La vie est souvent une boucle. J’aime revenir aux mêmes endroits quand ils sont chargés d’histoire.
La mienne.
Il y a bientôt 4 ans, nous devions aller en Martinique avec les enfants et leur père.
Nous avions tout réservé.
Et nous nous sommes séparés un peu avant.
J’ai eu mal.
Mal à mes enfants, par dessus tout.
Dans mes pires cauchemars et mes rêves de petite fille, la séparation ne faisait pas partie des plans. Sans être pour autant une princesse, j’avais dans mes veines les happy end.
Mais la vie est toute autre parfois.
Nous nous sommes retrouvés tous les trois dans l’avion avec une place vide, sans métaphore, aucune.
La séparation était une bonne chose. Une logique. Des chemins qui ont bifurqué, des envies différentes, des aspirations fluctuantes. Mais la logique n’a empêché la peine.
19 années d’habitude, de repères.
Mais quelle incroyable chance d’être triste au soleil, sur des plages paradisiaques, entourée d’amis.
Je me souviens avec émotion de ces doux soirs, où l’on regardait le coucher de soleil avant de rentrer dans notre maison prendre des apéros. Je me souviens des épisodes d’orange is the new black avalés pour m’abrutir. Je me souviens de la violence de ce tarif de famille, pour deux adultes achetés un enfant gratuit..
La double peine, célibataire et deux fois plus chers.
Je me souviens aussi de ces photos surexposées sans y prêter attention. Essayer de pousser les couleurs comme pour cacher les pleurs. Je me souviens avoir pété mon appareil photo et m’être dit, c’est comme ça, une douleur en plus ou en moins…

Et puis le temps fait son oeuvre.
Il adoucit les peines, sèche les larmes.
J’ai toujours su que c’était la meilleure solution et n’ai jamais eu l’once d’un regret. Pour les enfants ça a été sans appel: papa et maman ne sont plus amoureux. Les premières briques de nouvelles fondations.

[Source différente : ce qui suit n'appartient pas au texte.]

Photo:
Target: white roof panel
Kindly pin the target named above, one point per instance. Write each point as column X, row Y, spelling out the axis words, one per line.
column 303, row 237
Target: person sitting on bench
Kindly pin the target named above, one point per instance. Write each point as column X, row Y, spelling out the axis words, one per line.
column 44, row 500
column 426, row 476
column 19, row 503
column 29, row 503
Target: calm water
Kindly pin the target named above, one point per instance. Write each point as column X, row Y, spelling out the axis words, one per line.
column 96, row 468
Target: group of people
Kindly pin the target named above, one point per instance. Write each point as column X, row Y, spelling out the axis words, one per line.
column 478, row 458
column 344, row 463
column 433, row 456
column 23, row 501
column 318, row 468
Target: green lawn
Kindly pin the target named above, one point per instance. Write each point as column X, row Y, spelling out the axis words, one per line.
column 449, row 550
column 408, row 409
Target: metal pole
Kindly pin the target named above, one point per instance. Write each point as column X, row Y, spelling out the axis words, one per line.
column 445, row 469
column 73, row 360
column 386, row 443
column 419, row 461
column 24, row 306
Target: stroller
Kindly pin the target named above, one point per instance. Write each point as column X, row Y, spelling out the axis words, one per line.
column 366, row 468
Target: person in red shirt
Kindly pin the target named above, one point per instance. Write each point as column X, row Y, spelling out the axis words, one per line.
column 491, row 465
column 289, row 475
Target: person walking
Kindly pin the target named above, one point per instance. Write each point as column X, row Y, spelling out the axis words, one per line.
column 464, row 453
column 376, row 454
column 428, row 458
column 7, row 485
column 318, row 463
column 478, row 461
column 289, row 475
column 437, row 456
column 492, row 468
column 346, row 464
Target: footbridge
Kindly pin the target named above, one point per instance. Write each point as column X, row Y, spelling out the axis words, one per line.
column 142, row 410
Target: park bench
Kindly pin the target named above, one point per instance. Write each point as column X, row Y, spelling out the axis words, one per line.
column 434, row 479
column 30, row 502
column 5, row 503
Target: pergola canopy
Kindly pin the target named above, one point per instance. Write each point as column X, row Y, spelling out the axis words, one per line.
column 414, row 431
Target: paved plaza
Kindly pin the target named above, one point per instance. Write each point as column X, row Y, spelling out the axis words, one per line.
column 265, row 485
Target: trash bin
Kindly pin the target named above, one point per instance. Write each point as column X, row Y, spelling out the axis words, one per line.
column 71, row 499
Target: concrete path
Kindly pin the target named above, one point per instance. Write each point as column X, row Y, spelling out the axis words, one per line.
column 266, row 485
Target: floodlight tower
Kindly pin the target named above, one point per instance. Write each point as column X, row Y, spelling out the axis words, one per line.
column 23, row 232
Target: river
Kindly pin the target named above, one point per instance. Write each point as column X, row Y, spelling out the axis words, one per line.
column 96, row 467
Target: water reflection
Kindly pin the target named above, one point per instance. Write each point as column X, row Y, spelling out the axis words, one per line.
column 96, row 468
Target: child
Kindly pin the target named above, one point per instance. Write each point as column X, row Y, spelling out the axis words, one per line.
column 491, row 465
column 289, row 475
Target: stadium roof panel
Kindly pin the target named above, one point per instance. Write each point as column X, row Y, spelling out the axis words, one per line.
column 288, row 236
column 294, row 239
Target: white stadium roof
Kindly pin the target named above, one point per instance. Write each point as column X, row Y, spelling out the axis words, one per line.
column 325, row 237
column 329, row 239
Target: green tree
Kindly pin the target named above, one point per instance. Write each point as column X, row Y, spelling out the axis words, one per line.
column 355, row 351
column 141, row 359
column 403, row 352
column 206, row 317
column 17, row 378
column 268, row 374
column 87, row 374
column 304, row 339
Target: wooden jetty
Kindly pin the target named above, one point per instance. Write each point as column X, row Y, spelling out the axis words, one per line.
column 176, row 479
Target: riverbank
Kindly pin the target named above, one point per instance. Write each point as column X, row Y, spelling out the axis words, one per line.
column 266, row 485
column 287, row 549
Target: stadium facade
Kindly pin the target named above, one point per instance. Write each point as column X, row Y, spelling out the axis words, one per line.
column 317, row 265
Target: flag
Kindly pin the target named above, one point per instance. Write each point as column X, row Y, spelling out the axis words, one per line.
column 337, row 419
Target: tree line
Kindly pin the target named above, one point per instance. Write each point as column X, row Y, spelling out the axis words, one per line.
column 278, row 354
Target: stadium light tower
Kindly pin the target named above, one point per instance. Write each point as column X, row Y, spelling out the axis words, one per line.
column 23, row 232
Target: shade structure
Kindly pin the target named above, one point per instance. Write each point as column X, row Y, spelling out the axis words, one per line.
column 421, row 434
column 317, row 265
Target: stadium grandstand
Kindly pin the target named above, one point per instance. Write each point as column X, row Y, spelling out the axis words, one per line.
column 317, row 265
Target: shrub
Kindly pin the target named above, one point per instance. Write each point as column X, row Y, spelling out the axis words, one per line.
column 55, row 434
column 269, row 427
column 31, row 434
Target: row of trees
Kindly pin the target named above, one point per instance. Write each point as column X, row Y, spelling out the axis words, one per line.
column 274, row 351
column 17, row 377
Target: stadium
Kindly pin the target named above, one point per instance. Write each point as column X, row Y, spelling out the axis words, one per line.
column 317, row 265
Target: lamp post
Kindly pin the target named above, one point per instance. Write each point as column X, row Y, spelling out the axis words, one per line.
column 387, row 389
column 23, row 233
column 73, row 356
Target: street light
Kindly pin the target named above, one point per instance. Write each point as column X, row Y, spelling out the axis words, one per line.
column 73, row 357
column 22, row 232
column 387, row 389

Un nouvel équilibre retrouvé.
Tout le monde va bien et depuis longtemps maintenant.

Depuis quelques mois j’ai eu envie de soleil en hiver, de chaleur et de douceur.

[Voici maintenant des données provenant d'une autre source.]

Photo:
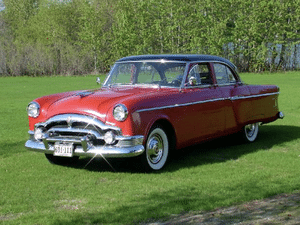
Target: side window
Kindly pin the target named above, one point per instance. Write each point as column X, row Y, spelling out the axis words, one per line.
column 148, row 74
column 199, row 75
column 223, row 74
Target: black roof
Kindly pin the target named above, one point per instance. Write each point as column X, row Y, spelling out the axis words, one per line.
column 179, row 57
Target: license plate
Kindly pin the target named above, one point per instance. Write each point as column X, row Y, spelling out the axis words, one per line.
column 65, row 149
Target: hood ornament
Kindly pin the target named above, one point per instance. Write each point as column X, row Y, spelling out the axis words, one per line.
column 85, row 93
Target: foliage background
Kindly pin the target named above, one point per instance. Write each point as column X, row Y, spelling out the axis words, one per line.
column 46, row 37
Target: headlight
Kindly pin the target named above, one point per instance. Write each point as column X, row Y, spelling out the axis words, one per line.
column 120, row 112
column 109, row 137
column 33, row 109
column 38, row 134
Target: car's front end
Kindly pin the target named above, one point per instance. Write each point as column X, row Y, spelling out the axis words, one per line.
column 69, row 135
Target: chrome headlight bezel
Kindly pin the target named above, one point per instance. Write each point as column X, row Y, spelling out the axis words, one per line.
column 33, row 109
column 120, row 112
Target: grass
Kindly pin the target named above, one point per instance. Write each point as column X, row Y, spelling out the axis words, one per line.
column 203, row 177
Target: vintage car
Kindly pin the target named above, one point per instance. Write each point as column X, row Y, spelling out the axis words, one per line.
column 148, row 106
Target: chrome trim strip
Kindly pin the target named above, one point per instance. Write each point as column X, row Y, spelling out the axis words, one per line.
column 180, row 105
column 127, row 146
column 252, row 96
column 78, row 118
column 206, row 101
column 103, row 151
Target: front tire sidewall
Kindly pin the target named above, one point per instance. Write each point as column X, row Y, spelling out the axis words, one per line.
column 61, row 160
column 149, row 163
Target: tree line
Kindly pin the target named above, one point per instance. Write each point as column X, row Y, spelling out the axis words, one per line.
column 46, row 37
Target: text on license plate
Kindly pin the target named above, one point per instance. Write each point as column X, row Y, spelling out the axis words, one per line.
column 65, row 149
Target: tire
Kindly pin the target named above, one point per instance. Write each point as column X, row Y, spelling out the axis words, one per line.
column 250, row 132
column 156, row 149
column 61, row 160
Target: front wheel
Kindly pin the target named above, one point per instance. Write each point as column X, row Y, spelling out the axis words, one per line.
column 61, row 160
column 156, row 149
column 250, row 132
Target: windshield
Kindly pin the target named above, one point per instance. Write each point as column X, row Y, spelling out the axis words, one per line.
column 147, row 73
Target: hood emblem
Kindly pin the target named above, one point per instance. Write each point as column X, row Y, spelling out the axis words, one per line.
column 69, row 122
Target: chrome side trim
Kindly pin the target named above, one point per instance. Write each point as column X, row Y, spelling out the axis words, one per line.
column 180, row 105
column 205, row 101
column 280, row 115
column 127, row 146
column 76, row 131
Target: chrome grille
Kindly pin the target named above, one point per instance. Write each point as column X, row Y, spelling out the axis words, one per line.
column 78, row 129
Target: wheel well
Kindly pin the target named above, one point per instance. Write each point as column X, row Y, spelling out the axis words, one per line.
column 170, row 132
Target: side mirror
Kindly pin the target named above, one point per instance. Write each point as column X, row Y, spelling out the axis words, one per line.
column 98, row 80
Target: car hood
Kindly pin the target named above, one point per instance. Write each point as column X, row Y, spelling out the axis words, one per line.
column 94, row 102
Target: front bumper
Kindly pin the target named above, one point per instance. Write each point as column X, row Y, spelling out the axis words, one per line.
column 133, row 147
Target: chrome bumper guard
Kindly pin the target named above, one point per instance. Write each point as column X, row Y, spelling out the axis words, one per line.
column 126, row 146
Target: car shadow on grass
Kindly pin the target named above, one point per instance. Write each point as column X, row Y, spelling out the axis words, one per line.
column 183, row 198
column 214, row 151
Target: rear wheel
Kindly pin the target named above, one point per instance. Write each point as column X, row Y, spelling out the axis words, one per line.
column 156, row 149
column 250, row 132
column 61, row 160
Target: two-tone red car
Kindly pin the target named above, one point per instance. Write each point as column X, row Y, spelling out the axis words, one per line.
column 148, row 106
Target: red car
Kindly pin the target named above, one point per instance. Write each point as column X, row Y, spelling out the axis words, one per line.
column 148, row 106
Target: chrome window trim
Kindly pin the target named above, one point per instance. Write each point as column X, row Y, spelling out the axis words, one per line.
column 180, row 105
column 206, row 101
column 253, row 96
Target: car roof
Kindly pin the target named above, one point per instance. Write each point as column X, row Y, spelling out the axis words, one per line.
column 179, row 57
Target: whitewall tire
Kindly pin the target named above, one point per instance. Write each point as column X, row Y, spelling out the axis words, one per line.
column 250, row 132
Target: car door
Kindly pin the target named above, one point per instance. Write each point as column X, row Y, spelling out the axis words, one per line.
column 238, row 106
column 204, row 112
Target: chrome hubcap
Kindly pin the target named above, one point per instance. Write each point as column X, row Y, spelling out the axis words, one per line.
column 250, row 129
column 155, row 149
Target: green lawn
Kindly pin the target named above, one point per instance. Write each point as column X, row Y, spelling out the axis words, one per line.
column 203, row 177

La Martinique s’est à nouveau imposée à moi.
Tout s’est aligné quand je me suis décidée.
Nous avons même été surclassé dans la chambre.
Je n’ai pas fait exprès, mais nous étions juste à coté de la même plage qu’il y a 4 ans.
J’y ai emmené mes enfants bien évidemment.
J’y suis aussi allée seule au soleil couchant.
J’ai retrouvé cette lumière dorée si particulière.
Je me suis revue si mal.
Je me suis sentie si bien.
Des projets plein la tête.
Et puis cette joie tellement immense d’avoir pu emmener mes enfants là.
Par la force de mon travail, par mon infinie envie de vivre.
J’ai remercié cette Terre qui avait accueilli mes larmes.
Cette plage sera à jamais chère à mon coeur, lieu de mes souffrances et de mes résiliences.